2017: the year of the restaurant spin-off?
The past year has marked a remarkable expansion in spin-offs of successful independent restaurant concepts, with the number more than doubling since the previous year.
That's according to findings from Harden's London Restaurants, which was published today.
The guide, now in its 27th edition, undertakes an annual analysis of the number of openings and closures of independent restaurants in the capital.
When looking at independent operators with just one site, there are signs that the climate for independent London restaurant operators is getting tougher, as the number of closures this year increased as compared with the year before, while the pace of new openings slowed. The guide recorded 193 newcomers since the last publication, as compared with 200 the previous year.
Meanwhile, the rate of restaurant closures rose from 84 in the previous year to 76 this year. That was the third highest number on record (the peak was 113, set in 2004). Net openings of 109 were lower by 12% than the previous year's 124.
However, Harden's highlighted a slightly different picture if the figures are adjusted to include branches of chains. The number of spin-offs - parts of chains at the early stages of a roll-out - which Harden's usually discounts from its numbers, more than doubled in the last year from 25 to 53, to give an aggregate newcomers total of 246 this year, as compared with 225 in the previous year.
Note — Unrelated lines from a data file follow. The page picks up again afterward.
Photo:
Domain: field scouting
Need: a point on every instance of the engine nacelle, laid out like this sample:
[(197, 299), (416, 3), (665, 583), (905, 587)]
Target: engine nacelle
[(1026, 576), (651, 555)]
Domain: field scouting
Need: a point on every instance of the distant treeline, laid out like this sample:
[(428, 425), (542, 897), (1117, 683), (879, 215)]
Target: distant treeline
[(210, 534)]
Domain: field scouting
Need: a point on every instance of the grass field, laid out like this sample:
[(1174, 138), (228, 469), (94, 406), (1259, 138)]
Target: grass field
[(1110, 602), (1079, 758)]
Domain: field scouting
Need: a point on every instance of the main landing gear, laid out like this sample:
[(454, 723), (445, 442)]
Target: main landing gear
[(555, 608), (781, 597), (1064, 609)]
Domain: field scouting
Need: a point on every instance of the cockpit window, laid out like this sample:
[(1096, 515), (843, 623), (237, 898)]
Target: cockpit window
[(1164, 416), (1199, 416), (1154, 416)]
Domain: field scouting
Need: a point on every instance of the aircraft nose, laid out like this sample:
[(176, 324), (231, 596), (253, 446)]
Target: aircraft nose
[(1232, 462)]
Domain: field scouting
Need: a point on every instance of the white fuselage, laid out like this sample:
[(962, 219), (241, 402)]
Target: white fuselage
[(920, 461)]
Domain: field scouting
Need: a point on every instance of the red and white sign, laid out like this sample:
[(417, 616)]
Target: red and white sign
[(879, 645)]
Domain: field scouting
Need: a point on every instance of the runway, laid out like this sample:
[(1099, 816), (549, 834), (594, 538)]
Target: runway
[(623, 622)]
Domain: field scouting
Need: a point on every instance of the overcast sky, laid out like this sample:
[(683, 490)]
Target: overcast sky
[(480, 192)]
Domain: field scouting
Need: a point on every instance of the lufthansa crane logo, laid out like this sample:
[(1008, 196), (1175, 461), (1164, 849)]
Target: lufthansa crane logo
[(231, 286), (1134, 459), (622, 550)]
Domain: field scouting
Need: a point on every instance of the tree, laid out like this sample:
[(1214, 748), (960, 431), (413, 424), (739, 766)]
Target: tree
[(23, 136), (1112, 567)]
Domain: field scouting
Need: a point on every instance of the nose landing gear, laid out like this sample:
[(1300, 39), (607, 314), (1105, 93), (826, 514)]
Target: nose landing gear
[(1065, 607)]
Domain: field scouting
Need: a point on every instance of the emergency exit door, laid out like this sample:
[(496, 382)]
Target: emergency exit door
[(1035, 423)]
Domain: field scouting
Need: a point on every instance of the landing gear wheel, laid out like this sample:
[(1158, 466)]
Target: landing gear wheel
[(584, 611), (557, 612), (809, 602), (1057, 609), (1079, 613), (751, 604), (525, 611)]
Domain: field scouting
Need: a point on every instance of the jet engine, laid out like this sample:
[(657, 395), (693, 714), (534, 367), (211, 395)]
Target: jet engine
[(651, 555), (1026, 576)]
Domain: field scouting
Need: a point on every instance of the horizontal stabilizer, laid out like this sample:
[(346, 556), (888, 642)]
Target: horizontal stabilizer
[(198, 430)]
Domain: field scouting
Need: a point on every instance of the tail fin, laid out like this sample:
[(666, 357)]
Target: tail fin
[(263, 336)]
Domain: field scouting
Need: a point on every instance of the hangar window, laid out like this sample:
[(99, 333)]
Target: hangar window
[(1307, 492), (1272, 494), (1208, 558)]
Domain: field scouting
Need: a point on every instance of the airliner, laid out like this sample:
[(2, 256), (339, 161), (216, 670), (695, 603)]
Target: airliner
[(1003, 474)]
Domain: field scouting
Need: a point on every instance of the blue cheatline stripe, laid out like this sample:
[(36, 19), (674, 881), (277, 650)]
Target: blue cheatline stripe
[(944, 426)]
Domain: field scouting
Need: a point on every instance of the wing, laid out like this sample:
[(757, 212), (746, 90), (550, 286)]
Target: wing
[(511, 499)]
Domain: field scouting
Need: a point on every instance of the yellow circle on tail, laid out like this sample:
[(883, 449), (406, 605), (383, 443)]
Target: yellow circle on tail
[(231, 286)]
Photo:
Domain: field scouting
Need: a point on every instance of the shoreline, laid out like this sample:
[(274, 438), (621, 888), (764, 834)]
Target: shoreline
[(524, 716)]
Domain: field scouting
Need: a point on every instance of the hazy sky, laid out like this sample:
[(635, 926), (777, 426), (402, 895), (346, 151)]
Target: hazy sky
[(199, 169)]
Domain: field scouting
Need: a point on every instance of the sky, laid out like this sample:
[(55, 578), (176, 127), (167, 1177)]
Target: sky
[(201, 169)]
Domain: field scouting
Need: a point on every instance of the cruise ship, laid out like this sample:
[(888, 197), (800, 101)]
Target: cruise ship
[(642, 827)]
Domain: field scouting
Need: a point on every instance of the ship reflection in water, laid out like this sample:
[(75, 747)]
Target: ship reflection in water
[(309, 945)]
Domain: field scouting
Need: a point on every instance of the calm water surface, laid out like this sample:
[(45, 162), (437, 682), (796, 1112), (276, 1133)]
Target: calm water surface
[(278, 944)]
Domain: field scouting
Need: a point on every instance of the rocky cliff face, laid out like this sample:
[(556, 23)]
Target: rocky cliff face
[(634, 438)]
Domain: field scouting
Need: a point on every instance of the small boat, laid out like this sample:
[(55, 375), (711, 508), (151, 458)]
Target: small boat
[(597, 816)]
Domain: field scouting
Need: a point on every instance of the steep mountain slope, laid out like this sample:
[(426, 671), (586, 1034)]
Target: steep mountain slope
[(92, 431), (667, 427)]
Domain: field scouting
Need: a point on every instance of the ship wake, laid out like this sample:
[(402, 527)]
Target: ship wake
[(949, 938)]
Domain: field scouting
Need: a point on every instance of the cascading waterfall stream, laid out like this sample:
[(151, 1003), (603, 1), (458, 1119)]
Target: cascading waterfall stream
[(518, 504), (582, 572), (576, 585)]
The guide's founder Peter Harden said: "You only have to look to the Ivy, to see a restaurant that was once a stand-alone icon, now being rolled out at a rate that would do McDonald's proud. The old cliché that ‘independent = good, chain = bad' is being challenged at an incredible rate, with the duplication in the last year of concepts rated very highly in the Harden's survey, such as Dinings, the Frog, Hoppers, James Cochran, Smoking Goat and Temper, all turning this traditional presumption on its head."
It was east London and south London which were the destinations of choice for new openings, with a weak performance for west London, making it the "least interesting point on the compass", according to Harden's. Meat-based cuisines were less to the fore than last year too, with Indian openings pipping them to the post as the third most popular category (the first two places were occupied by modern British and Italian cuisines respectively).
The average price of dinner for one at establishments listed in the guide is £53.20 (compared with £51.37 last year), meaning that prices have risen by 3.6% in the past 12 months. This was above inflation, which ran at 2.9% for the 12 months to August 2017.